Folglich tragen auch fast alle im Markt erhältlichen Reifen für die Antriebsachsen eine M+S-Kennzeichnung auf der Seitenwand, in zunehmendem Maße auch das 3PMSF-Symbol. Doch auch hier gilt: Das läuft jedenfalls zum gegenwärtigen Zeitpunkt noch unter dem Stichwort Marketing. Dass das 3PMSF-Kennzeichen doch noch zeitgleich mit C1 und C2 verpflichtend für den Beweis der Wintertauglichkeit wird, muss aus heutiger Sicht eher als unwahrscheinlich angesehen werden, dazu gibt es einfach noch zu viele „Baustellen“ und (vor allem von Technikern) doch recht kontrovers diskutierte Aspekte – trotz Praxistest gemäß ECE-Regelung Nr. 117.02. Der sah übrigens einen Traktionsvergleichstest mit einem definierten Referenzreifen auf fester Schneefahrbahn vor, wobei der getestete Reifen in sechs bis zehn Testläufen gegenüber einem Referenzreifen um wenigstens 25 Prozent besser abschneiden musste. Damit wäre eine Wintereignung in Zentraleuropa attestiert, aber was ist mit Reifen, die sich in stark verschneiten Höhenlagen auf Lkw zu beweisen haben oder im Skandinavien-Einsatz sind?
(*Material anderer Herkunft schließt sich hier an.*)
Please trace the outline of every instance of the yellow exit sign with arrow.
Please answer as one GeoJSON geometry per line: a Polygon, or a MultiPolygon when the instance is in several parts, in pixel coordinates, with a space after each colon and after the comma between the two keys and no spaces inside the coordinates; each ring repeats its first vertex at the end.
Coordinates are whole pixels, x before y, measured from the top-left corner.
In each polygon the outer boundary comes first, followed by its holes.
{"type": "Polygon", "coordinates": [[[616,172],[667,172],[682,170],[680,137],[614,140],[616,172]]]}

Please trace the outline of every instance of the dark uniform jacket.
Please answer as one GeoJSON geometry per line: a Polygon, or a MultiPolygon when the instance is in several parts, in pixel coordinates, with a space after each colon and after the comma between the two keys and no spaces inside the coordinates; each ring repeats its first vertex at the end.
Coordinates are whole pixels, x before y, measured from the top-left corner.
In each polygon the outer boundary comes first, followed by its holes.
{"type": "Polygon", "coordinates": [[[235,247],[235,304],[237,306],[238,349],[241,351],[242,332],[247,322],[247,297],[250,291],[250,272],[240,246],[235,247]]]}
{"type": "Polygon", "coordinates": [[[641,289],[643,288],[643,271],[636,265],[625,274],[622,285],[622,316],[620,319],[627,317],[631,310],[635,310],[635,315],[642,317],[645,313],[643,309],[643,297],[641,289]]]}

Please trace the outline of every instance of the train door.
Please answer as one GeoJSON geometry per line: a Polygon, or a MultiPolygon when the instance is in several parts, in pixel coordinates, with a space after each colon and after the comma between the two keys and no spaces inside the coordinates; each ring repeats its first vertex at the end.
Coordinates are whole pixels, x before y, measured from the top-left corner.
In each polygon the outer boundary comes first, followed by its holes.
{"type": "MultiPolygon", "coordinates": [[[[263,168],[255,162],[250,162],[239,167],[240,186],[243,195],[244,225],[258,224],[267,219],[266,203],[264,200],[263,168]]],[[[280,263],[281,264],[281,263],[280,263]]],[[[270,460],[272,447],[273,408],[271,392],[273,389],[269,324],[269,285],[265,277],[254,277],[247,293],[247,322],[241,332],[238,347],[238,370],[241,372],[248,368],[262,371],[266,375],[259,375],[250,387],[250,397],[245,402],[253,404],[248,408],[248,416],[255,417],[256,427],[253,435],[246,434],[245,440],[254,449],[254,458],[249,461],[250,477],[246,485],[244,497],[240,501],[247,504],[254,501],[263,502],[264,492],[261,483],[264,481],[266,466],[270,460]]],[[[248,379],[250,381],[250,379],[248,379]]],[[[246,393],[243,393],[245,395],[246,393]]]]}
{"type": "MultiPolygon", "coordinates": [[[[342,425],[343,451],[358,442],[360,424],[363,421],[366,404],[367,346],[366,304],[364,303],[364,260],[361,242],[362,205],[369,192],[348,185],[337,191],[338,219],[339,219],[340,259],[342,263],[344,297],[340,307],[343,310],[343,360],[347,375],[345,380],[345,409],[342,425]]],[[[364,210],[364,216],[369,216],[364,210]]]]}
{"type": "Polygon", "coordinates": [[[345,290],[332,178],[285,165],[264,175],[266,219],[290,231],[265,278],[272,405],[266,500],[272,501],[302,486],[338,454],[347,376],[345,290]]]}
Bei Reifen für solche Einsätze ist das 3PMSF-Symbol demnach nicht wirklich aussagekräftig, sondern die renommierten Reifenhersteller stellen dafür ja nicht umsonst Spezialisten wie Continental Reifen aus der Serie „Scandinavia“.
Dass Reifen auf der angetriebenen Achse von Lkw winterliche Qualitäten haben müssen, liegt auf der Hand. Aber sie allein können Fortkommen der Trucks nicht gewährleisten, denn es kommt ganz wesentlich auf die Beladung an: Wird die Antriebsachse wegen ungünstiger Verteilung der Beladung entlastet, dann wird die Reifenaufstandsfläche kleiner und die theoretisch erreichbaren Traktionseigenschaften sind für die Katz’; auch ein zu hoher Reifenfülldruck ist schädlich, weil sich die Lauffläche verkleinert und die Reifenschultern bei der Traktion nicht mehr helfen können.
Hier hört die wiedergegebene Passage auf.